I was unaware how serious the situation was as the ultrasound did not pick up my 9cm tumour only a small dark 12mm circle as detected and they thought it was, at the worst, just benign. To hear ‘you gave cancer’ comes as quite a shock let me tell you!! My world slowed down that day.
I focused on a fan moving in the room., I looked at my partner Steven whose eyes every red and tears, everyone looked at me with great sadness and pity. At first as thought they were telling me it was terminal so for those few minutes I felt my life was due to end. I thought of my beautiful little boy and the lifetime of experiences I would miss out on. ‘Do you want more children?’ the Dr asked, ‘yes of course’ I replied with great confusion I thought well it’s too late now! I am going to die. I soon realised that breast cancer in younger women was more common than I had thought and there was a possibility I could fight this and get out of the other side, what joy I suddenly felt so lucky!! I have a fighting chance to still watch my boy grow and live life with Steven until we are old and grey (heres hoping).
After I became aware I had a fighting chance I felt so grateful and so appreciative for every moment I was still here in this beautiful world. I had to go home and tell. My mam, who looked at me in absolute disbelief and then looked at me in a way I have never seen before as if I had been dealt the worst cars in life and she would rather have been dealt the card of death.

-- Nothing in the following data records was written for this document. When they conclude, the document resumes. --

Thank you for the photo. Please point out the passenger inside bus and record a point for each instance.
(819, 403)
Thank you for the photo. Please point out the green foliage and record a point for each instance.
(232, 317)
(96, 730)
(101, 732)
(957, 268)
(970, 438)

I picked day son up and went to the beach with him and my partner, every step in the sand with my bare feet felt more special than it ever had before. It was summer and all u could think was ‘I have cancer and I am at the beach’ I thought. I played with my son in the sand and put the dirty C word to the back k of my mind.
Although I felt numb I felt so happy for that family time together. I wasn’t sure what was ahead, I knew it would be a long and hard journey but for now all I could think was ‘I am still alive, I’m at the beach and I’m happy to be here’. For that week I had lots of moments were I still felt so shocked to still be alive I said to myself ‘I have cancer and I’m I’m a shop’, ‘I have cancer but I’m driving in the car’ so normal, everything seemed relatively normal as I was supposed to be saying goodbye to my little life but instead I could fight cancer then make plans for an amazing life!!